Um outro conto que utiliza essas sutis estranhezas da forma é o Tigre-de-Bengala, no qual, ao em vez de uma sucessão cronológica de eventos, somos lançados entre várias conversas de uma mesma personagem que perdeu seu vibrador em um barco enquanto viajava com o marido. No vai e vem das conversas que alternam muito rapidamente entre diferentes espaços nunca totalmente claros, o resultado é uma colagem de cenas que, para mim, consegue aquilo que Julio Cortázar dizia ser objetivo de todos os contos: nocautear o leitor.

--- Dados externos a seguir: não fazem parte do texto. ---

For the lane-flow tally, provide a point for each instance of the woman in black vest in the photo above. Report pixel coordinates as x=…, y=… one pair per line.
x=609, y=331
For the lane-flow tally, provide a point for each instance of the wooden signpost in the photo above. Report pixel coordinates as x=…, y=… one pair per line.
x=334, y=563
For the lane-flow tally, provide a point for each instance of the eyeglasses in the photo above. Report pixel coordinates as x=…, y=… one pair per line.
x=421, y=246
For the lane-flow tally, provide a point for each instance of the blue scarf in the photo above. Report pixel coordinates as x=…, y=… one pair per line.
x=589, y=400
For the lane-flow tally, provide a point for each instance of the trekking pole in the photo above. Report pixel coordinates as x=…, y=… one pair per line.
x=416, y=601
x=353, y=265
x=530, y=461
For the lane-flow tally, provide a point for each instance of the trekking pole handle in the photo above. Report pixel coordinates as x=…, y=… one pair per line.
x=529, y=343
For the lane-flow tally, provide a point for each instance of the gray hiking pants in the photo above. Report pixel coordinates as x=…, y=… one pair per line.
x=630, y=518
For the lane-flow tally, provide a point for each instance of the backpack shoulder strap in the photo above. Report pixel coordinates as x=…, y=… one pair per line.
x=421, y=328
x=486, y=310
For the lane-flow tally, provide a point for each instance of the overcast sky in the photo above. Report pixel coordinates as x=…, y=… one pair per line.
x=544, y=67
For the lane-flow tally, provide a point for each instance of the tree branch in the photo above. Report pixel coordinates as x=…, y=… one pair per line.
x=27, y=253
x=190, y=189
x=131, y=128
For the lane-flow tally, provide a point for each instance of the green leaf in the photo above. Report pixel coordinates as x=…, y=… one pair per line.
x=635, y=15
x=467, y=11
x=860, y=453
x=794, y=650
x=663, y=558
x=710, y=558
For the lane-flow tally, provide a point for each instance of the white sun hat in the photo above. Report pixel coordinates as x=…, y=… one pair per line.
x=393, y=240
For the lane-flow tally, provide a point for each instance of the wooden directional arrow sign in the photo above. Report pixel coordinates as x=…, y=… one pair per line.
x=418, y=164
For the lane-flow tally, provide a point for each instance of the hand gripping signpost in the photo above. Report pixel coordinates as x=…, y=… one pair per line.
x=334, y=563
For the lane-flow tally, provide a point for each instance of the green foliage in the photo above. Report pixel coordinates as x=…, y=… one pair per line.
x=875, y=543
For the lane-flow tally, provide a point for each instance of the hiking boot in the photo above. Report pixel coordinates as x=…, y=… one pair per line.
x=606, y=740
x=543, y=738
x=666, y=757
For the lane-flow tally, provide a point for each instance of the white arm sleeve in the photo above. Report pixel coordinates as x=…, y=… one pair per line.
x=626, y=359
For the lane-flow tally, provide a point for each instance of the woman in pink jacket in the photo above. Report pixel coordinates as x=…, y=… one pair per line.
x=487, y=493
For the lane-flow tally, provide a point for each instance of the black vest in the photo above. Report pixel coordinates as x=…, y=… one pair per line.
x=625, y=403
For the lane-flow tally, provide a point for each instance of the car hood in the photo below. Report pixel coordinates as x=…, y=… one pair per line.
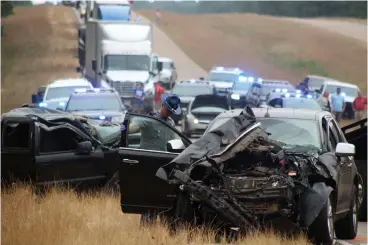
x=210, y=100
x=218, y=84
x=135, y=76
x=214, y=141
x=97, y=114
x=186, y=99
x=55, y=103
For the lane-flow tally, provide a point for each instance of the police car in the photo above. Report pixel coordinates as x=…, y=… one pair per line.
x=293, y=100
x=57, y=93
x=223, y=78
x=98, y=104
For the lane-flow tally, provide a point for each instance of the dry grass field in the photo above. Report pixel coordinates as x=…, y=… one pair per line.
x=269, y=46
x=40, y=45
x=62, y=218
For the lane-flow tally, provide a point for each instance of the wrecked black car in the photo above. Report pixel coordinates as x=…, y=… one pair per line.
x=51, y=147
x=248, y=170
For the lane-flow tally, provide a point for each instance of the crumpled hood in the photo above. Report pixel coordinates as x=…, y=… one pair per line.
x=55, y=103
x=213, y=141
x=221, y=84
x=135, y=76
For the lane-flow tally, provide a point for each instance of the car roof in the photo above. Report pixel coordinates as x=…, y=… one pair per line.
x=268, y=82
x=291, y=113
x=70, y=83
x=164, y=59
x=228, y=70
x=319, y=77
x=341, y=84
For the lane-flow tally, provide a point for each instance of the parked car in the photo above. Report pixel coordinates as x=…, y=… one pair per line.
x=168, y=75
x=348, y=90
x=98, y=104
x=201, y=111
x=57, y=93
x=314, y=81
x=223, y=78
x=259, y=92
x=237, y=94
x=295, y=101
x=187, y=90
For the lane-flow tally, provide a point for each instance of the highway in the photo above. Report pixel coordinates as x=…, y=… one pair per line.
x=187, y=68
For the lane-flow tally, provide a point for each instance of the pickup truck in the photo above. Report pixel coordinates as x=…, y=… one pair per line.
x=356, y=133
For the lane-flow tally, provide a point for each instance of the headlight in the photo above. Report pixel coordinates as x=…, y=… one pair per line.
x=235, y=96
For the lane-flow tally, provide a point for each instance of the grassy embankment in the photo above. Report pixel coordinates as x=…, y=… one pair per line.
x=39, y=45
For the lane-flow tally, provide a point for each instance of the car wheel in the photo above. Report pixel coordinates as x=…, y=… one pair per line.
x=347, y=228
x=321, y=231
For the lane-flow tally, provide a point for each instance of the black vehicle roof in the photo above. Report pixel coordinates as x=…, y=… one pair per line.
x=44, y=113
x=291, y=113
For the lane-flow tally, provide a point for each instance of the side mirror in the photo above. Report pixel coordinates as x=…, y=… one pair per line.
x=345, y=150
x=84, y=148
x=94, y=65
x=175, y=146
x=34, y=99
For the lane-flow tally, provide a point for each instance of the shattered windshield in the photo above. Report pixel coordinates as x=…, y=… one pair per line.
x=299, y=133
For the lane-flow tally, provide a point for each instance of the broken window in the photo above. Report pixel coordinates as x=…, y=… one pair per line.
x=16, y=135
x=60, y=140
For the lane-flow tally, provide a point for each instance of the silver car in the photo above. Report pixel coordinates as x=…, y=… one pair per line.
x=168, y=74
x=201, y=111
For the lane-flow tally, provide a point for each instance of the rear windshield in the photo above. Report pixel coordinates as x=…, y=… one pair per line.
x=92, y=103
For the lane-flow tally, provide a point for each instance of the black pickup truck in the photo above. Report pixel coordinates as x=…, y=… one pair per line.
x=356, y=133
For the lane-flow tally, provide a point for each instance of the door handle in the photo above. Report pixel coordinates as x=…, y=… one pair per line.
x=130, y=162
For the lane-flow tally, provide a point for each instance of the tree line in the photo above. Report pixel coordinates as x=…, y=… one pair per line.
x=354, y=9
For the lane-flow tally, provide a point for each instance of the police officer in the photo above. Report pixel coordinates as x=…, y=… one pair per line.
x=155, y=136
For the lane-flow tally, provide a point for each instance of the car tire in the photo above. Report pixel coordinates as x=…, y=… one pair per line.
x=347, y=228
x=321, y=231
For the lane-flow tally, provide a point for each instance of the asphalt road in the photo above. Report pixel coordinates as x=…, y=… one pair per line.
x=187, y=68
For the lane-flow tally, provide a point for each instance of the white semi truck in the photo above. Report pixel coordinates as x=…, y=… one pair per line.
x=120, y=53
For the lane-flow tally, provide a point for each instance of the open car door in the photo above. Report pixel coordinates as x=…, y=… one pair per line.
x=145, y=149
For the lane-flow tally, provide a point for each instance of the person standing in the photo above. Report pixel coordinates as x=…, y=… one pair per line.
x=159, y=90
x=158, y=16
x=360, y=106
x=138, y=94
x=337, y=104
x=323, y=101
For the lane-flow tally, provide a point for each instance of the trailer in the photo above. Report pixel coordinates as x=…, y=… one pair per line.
x=119, y=53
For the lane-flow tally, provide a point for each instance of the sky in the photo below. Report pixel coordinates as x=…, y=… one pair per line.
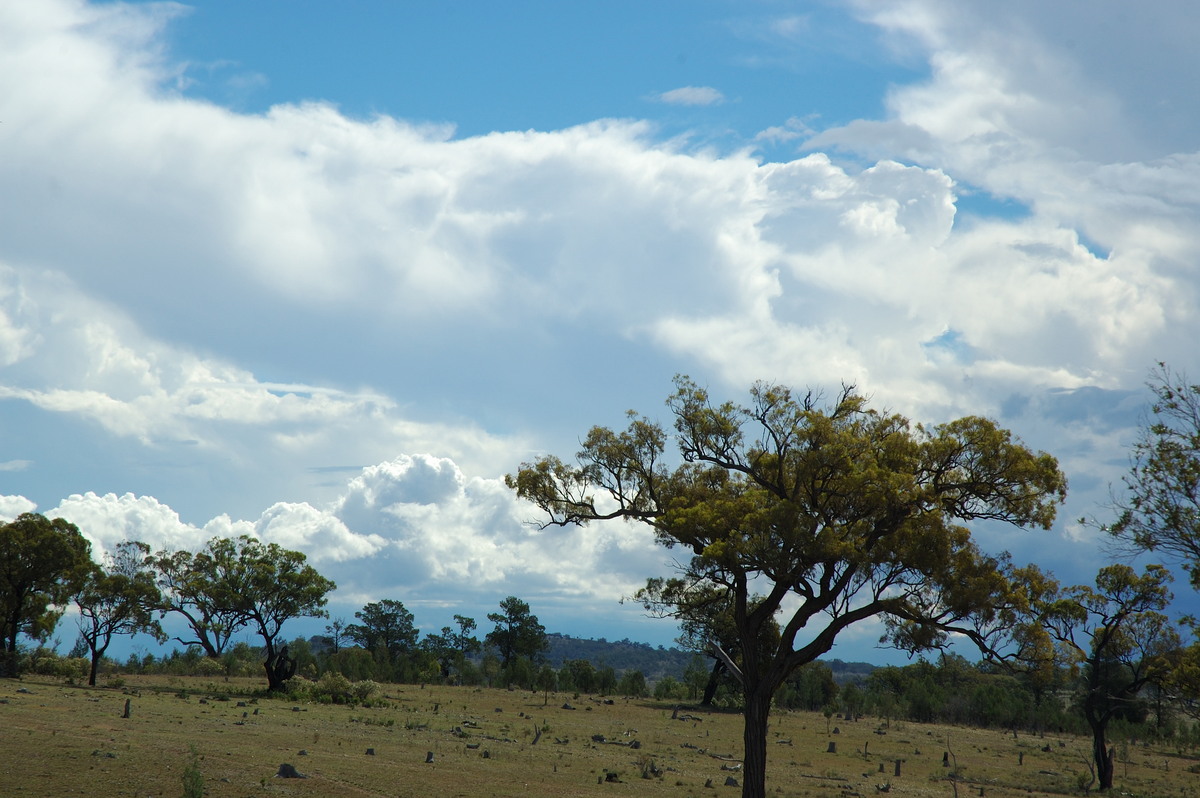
x=325, y=275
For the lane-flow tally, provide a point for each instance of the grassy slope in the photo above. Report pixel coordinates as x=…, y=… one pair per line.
x=60, y=741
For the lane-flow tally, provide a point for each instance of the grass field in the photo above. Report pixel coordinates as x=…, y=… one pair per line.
x=58, y=739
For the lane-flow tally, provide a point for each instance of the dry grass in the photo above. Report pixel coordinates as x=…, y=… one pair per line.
x=61, y=741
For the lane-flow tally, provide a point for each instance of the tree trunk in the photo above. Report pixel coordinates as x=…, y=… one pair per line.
x=714, y=682
x=754, y=768
x=280, y=667
x=1103, y=756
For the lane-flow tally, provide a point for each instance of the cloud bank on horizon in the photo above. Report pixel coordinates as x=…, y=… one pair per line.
x=360, y=324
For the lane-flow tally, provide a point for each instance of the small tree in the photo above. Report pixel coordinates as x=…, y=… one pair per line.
x=43, y=562
x=276, y=586
x=840, y=514
x=199, y=587
x=463, y=640
x=336, y=633
x=119, y=598
x=1116, y=635
x=384, y=625
x=1161, y=510
x=517, y=631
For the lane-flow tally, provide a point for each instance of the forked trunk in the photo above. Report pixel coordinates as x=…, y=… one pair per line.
x=1103, y=756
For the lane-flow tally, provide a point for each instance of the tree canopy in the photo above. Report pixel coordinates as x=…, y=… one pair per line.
x=845, y=511
x=118, y=598
x=384, y=624
x=517, y=631
x=237, y=582
x=1161, y=510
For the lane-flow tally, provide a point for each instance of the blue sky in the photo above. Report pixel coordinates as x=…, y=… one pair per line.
x=325, y=275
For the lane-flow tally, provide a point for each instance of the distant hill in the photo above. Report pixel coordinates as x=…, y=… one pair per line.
x=655, y=663
x=619, y=655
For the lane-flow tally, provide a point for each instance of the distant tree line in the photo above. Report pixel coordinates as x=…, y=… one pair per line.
x=801, y=517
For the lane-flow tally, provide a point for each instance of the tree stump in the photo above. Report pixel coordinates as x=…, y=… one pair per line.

A presença de um bom elenco de personagens, em especial as mulheres que destaquei, torna-se um elemento ainda mais importante do livro, tendo em vista o recente crescimento do debate sobre se a literatura seria realmente capaz de colocar-nos no lugar do outro. Penso na quantidade de péssimos exemplos de livros, por vezes dos autores mais renomados, com personagens construídas a partir de estereótipos que validam os mais variados preconceitos. Diante desta selva, como diz a epígrafe de Paulo Henriques Britto, Formigas no paraíso parece um livro preocupado com as questões éticas implicadas no fazer literário, e as transforma em algo formalmente interessante, no fim das contas.
Se, por um lado, deixa evidente que a solução não pode ser a de ignorar o problema de escrever o outro, fingir que o potencial de livros para reproduzir noções preconceituosas e carregadas de violência não existe; por outro, tenta construir seu relicário, encontrar um caminho para a escrita.
O conto, neste sentido, me parece uma decisão muito acertada para o livro de estreia de Baldi. Algo da sensação que tive ao longo da leitura de Formigas no paraíso era parecido com aquilo que senti lendo o segundo livro do escritor gaúcho Tobias Carvalho, Visão noturna, publicado pela Todavia no fim de 2021. Isso ocorre, mais especificamente, na quebra de expectativa entre seu primeiro livro As coisas – um conjunto de 23 textos focados na vida, mas principalmente na experiência amorosa, de jovens gays, vencedor do Prêmio Sesc de Literatura em 2018 – e esse segundo, um conjunto de apenas quatro narrativas um tanto estranhas entre si, mas que têm em comum os sonhos como um elemento central. Não se trata de elogiar o primeiro por sua honestidade ou por sua atenção maravilhosa aos detalhes, nem o segundo por sua inventividade de cabo a rabo. Mas penso que nesse movimento de circular entre diferentes temas e distintas maneiras de abordá-los, é possível notar algo que é comum entre esses dois escritores mais ou menos da mesma idade que começaram a publicar livros no Brasil.
Dito tudo isso, acho que é importante mencionar que, se parte dos contos de Formigas no paraíso são muito bons, há também outros que passam a impressão de acabar rápido demais, que têm elementos interessantes, mas aos quais parece faltar algo que os faria memoráveis. Por vezes, esses contos aos quais me refiro passam a impressão de serem quase estudos do escritor para a encenação de algumas personagens ou, talvez, pedaços de histórias maiores aguardando serem escritas.
No entanto, creio que ao falar sobre um livro de estreia é justo olhar com mais atenção para os pontos mais altos. Pois, com eles, há também uma promessa do que pode vir por aí. Criticar o primeiro livro de alguém dizendo que o problema dele é ser rápido, reclamar das personagens que você desejaria saber mais sobre, implica em uma curiosidade com aquilo que o autor escreverá no futuro.